We are living through another dramatic moment in the complex relationship of war and cinema. This time, Clint Eastwood's American Sniper is the movie at issue. It has been nominated for six Academy Awards and praised as an anti-war movie, but has also been attacked for glorifying combat and misrepresenting the American campaign in Iraq.
This controversy is nothing new in film history.
War and cinema have been both allies and enemies at times. And illuminating this tangled past can, in fact, help us to understand the backstory of the accusations and defenses that swirl around American Sniper.
For generations, provocative questions have been raised about war films.
Can a war movie be anti-war in sentiment? Who gets to make combat films, and are veterans the only ones who can speak to the truths about war?
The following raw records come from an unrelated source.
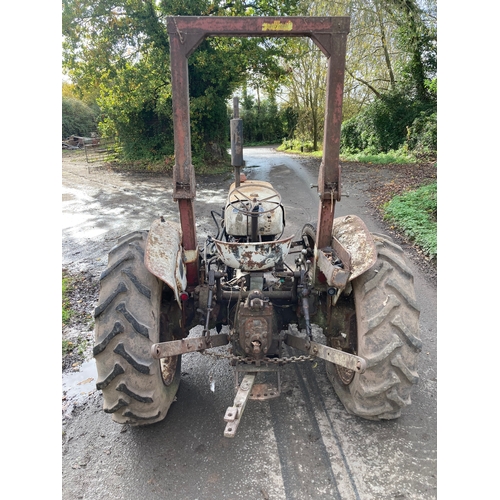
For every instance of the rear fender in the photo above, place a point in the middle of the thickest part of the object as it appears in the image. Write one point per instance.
(352, 233)
(164, 255)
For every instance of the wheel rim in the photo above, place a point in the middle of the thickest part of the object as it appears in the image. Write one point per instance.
(168, 368)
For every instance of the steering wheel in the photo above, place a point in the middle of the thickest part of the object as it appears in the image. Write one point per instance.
(240, 206)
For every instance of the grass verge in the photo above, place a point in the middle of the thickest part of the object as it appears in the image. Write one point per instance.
(415, 214)
(67, 312)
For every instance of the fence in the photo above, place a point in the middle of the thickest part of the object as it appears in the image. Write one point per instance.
(100, 150)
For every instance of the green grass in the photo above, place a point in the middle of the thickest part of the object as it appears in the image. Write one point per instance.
(399, 157)
(415, 214)
(66, 310)
(67, 347)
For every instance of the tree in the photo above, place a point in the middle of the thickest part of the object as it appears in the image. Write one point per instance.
(121, 48)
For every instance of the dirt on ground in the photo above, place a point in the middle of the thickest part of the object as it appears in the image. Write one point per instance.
(385, 182)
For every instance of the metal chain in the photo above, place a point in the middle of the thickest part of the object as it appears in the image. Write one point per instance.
(265, 360)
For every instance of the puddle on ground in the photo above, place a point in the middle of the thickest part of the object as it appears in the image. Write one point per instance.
(77, 386)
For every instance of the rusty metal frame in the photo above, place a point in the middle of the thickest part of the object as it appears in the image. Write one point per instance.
(185, 34)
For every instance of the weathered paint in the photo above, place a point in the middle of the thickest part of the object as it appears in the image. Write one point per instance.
(242, 200)
(163, 256)
(353, 235)
(253, 256)
(186, 33)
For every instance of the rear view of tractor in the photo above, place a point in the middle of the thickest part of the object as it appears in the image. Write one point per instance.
(252, 287)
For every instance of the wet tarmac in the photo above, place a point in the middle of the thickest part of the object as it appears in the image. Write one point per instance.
(302, 445)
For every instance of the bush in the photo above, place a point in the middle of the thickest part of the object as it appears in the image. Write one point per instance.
(415, 213)
(422, 135)
(78, 118)
(388, 122)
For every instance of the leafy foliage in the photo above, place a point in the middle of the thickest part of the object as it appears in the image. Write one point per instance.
(78, 118)
(392, 121)
(415, 213)
(121, 48)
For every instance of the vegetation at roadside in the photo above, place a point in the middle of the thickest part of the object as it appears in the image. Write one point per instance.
(67, 312)
(415, 214)
(117, 58)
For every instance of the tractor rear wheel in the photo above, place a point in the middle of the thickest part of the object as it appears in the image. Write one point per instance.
(137, 388)
(387, 338)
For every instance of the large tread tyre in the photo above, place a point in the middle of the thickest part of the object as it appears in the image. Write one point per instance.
(137, 389)
(387, 319)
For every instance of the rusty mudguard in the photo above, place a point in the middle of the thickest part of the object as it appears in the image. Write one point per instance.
(164, 255)
(354, 245)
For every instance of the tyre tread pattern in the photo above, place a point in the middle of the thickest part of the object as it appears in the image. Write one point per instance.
(127, 323)
(388, 337)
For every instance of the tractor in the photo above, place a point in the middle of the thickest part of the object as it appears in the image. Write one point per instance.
(250, 287)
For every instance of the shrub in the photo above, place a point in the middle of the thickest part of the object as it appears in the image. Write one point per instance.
(393, 120)
(78, 118)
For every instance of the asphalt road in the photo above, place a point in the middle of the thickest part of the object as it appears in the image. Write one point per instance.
(302, 445)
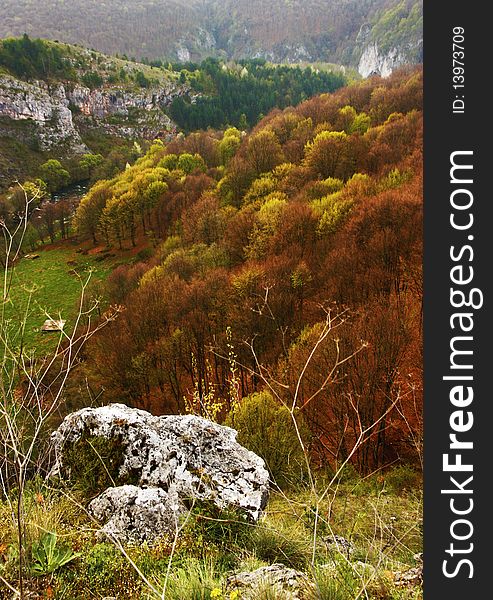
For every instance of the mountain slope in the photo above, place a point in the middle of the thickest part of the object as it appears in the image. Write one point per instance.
(278, 30)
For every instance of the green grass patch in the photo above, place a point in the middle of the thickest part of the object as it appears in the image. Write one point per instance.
(48, 287)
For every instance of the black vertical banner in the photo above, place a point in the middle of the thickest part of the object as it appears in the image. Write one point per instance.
(458, 355)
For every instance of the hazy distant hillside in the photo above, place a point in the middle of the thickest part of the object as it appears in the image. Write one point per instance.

Combat films almost always rotate around a small group of men who are on a mission, led usually by one individual whose point of view predominates. What does this individual -- his military role and personality -- tell us about the period in which the film was made?
It's easiest to trace the moments of collaboration, with World War II a notable chapter in cinema's support of government appeals for mobilization, in part because of the quality of the film professionals recruited. Frank Capra put aside his features to make the U.S. Department of Defense series Why We Fight, and a young Roberto Rossellini made movies about the Navy, Air Force and the Army for the Italian Fascist government.
Anti-war movies rarely had government support, but boast equally eminent authors, from Jean Renoir (La Grande Illusion, 1937) to Stanley Kubrick (Paths of Glory, 1957) and onward. When set during active combat, such films often spark debates about whether the anti-war war film is a contradiction in terms. Before American Sniper, Apocalypse Now (Francis Ford Coppola, 1979) came under attack: It could not be labeled an anti-war movie, some critics held, because the immersive effects of its presentation of the visual and sound spectacle of war far overwhelmed any anti-war message.
In truth, war has been a dynamic, if often contentious, partner for the cinema. Around the world, warfare has given the movie industry a set of experiences, collaborations and audiences eager to be shocked and mesmerized. As the film historian Pierre Sorlin observed, every war produces its own image bank -- World War I conjures up trenches and mountains of shells, and Vietnam jungle warfare and the drone of helicopters -- that subsequent war films draw on, creating an endless loop between reality and fiction.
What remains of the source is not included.